Zum Skeptiker geworden
Anders Dirk Bayer. Er bekam die Masern-Impfung als Kind, wie üblich im Geburtsjahrgang 1973. Später, die 1980er-Jahr neigen sich allmählich dem Ende zu, lässt er sich gegen FSME impfen. Es treten Komplikationen auf, bis heute leidet der Bamberger an teilweise sehr starken Migräneanfällen. "Anfangs habe ich die Kopfschmerzen gar nicht mit der Impfung in einen Zusammenhang gebracht", sagt er. "Ich war viele Jahre sogar überzeugter Impfbefürworter. Als ich dann Vater wurde, beschäftigte ich mich intensiver mit dem Thema. Dabei kamen bei mir immer mehr Fragen auf." Seine Beschwerden gelten mittlerweile als anerkannte Impf-Komplikation, von offizieller Stelle bestätigt. Das ist Dirk Bayer wichtig. Müsste er sich jetzt für oder gegen eine Masern-Impfung entscheiden, würde er klar nein sagen.
Nun trennt sich diese Geschichte also in zwei Lager; in die der Impfbefürworter und der Gegner? Nein, so einfach ist es nicht. Beide, Ina Kudlich und Dirk Bayer, betonen im Laufe der Gespräche die Bedeutung des Individuums, dass jeder selbst seine eigene Entscheidung treffen solle. Und doch wird sich ihre Wege in dem Punkt wohl nicht überschneiden.
Das Thema Impfen ist wie kaum ein anderes emotional aufgeladen, selten bleiben Gespräche, sei es im Internet oder am Stammtisch, auf der sachlichen Ebene der Argumente. Der gesellschaftliche Trend zeigt eine Rückbesinnung zum Natürlichen, Bio-Gemüse und Waldpädagogik verdrängen Alu-Deos und Plastikbecher. Viele Menschen fordern mehr Selbstbestimmung, "bevormundende" Regeln geraten zunehmend ins Abseits. Impfen scheint kaum noch in dieses Credo zu passen. Und doch befürworten laut einer Umfrage des Meinungsforschungsinstituts Emnid im Auftrag der "Bild am Sonntag" 77 Prozent der Befragten eine Pflicht zur Impfung, nur jeder Fünfte ist dagegen.
Neuerkrankungen nehmen zu
Aktuell flammt die Diskussion wieder groß auf, befeuert von der Debatte um eine Impfpflicht gegen Masern an Kitas und Schulen in Deutschland. Prominente Fürsprecher: Bundesgesundheitsminister Jens Spahn und Bundesfamilienministerin Franziska Giffey. "Die Gesundheit und der Schutz der gesamten Bevölkerung setzen der individuellen Freiheit Grenzen", erklärte die SPD-Politikerin.
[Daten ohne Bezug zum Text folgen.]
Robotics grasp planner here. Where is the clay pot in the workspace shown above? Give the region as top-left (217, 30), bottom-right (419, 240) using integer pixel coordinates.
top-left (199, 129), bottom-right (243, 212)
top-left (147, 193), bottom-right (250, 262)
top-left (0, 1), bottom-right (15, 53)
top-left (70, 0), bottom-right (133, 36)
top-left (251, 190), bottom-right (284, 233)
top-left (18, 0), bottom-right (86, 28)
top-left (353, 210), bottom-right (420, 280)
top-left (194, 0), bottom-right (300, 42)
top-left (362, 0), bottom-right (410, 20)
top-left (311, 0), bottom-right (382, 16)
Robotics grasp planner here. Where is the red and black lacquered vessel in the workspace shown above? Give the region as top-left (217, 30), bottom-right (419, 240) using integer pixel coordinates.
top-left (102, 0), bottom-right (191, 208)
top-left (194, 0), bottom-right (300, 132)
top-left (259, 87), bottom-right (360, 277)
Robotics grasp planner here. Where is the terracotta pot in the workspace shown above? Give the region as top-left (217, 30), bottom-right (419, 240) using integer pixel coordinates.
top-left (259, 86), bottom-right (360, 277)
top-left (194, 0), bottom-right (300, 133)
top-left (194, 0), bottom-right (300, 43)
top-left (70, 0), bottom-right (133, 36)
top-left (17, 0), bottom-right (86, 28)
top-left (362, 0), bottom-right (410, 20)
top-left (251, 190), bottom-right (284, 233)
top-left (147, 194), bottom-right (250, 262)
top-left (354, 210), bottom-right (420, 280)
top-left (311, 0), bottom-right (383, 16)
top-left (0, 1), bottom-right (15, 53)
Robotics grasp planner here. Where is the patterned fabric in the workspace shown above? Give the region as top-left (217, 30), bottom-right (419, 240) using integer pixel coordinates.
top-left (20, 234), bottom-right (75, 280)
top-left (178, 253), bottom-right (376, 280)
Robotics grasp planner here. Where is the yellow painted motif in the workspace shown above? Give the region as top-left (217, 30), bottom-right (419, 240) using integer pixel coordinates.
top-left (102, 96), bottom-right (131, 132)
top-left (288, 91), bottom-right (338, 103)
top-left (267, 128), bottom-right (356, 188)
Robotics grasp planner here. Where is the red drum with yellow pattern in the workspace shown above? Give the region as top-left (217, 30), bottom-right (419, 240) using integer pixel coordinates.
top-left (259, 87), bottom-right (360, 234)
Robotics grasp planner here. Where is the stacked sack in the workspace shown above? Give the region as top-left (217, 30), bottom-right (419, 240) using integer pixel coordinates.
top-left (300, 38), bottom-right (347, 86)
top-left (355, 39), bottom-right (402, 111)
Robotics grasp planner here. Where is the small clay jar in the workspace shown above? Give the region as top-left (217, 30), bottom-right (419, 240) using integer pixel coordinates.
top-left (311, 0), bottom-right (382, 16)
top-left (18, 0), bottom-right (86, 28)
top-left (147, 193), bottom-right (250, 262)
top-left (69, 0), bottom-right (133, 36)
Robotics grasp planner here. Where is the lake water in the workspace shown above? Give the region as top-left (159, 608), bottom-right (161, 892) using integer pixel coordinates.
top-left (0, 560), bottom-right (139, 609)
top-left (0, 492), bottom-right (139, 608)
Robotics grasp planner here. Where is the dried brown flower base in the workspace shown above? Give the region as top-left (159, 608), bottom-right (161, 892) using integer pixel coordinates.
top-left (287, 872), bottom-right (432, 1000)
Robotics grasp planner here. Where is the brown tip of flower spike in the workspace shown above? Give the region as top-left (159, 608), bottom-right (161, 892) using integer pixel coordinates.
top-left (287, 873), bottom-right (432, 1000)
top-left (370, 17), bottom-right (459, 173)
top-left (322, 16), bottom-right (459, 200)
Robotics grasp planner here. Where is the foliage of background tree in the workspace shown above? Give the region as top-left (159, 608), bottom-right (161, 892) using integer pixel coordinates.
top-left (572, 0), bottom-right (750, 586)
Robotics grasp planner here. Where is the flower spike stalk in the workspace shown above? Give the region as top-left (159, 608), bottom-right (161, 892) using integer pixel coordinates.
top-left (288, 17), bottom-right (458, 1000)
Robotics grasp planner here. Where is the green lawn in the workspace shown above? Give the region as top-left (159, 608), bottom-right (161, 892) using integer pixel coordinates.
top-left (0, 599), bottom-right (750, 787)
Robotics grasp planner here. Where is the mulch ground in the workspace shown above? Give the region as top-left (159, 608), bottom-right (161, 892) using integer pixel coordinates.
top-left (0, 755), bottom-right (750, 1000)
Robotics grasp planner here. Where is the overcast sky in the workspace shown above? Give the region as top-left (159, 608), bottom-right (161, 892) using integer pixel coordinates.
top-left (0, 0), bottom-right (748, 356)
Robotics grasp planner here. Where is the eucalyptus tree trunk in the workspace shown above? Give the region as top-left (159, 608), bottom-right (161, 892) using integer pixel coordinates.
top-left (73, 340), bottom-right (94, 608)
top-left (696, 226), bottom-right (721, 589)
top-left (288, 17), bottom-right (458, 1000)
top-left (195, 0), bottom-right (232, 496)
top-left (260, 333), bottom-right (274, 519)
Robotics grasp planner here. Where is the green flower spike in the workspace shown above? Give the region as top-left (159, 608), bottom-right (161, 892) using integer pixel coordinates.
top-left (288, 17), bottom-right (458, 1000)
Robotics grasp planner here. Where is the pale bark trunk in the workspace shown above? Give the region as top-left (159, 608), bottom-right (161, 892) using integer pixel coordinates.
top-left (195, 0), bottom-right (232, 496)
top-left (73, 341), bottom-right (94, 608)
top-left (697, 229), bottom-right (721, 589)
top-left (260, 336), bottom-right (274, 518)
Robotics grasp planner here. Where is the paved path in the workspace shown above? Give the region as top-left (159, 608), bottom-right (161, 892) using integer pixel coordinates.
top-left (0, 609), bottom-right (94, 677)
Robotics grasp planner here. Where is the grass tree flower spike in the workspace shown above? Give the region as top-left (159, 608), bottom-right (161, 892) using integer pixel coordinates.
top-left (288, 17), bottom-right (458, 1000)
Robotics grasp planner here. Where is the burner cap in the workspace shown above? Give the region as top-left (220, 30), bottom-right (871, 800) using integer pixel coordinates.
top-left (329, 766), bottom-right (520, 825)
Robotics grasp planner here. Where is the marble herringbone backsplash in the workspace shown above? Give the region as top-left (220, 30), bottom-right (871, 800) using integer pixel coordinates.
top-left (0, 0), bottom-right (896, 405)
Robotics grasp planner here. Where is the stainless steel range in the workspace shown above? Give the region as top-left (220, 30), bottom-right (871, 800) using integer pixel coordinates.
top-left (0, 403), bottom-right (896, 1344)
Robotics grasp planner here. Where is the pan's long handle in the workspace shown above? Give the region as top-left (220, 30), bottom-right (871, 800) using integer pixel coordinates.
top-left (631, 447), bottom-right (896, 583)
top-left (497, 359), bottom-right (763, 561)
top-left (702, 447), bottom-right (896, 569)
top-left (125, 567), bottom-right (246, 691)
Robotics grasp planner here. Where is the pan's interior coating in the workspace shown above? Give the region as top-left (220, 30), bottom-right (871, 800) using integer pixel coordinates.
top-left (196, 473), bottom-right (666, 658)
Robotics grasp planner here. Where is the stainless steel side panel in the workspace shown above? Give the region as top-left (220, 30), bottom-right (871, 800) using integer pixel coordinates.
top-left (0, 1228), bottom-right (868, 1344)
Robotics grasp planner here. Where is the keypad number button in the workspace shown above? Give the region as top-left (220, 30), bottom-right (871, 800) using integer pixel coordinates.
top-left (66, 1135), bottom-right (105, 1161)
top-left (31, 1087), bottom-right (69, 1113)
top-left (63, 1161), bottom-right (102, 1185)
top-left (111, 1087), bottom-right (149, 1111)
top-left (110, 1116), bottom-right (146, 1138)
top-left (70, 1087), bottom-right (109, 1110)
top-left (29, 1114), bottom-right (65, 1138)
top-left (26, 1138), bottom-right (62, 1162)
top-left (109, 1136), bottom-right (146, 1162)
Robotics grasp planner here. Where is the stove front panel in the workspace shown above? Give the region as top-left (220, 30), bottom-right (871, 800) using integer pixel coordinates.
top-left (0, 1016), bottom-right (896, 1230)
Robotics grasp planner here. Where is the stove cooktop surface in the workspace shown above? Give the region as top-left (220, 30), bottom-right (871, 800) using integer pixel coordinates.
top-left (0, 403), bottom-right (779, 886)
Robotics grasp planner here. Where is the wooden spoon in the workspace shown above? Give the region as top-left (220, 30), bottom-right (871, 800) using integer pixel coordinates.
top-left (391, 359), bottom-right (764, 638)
Tatsächlich steigen Zahlen beispielsweise der Masern-Neuerkrankungen weltweit an. Unicef spricht von einem "alarmierenden Hoch". Auch in Bayern. Wurden dem Landesamt für Gesundheit und Lebensmittelsicherheit (LGL) zwischen 2015 und 2018 insgesamt 35 Fälle gemeldet, waren es heuer schon 27. Elf davon alleine in Unterfranken. Laut Weltgesundheitsorganisation (WHO) sind 2018 in der Europäischen Region 72 Menschen an Masern gestorben.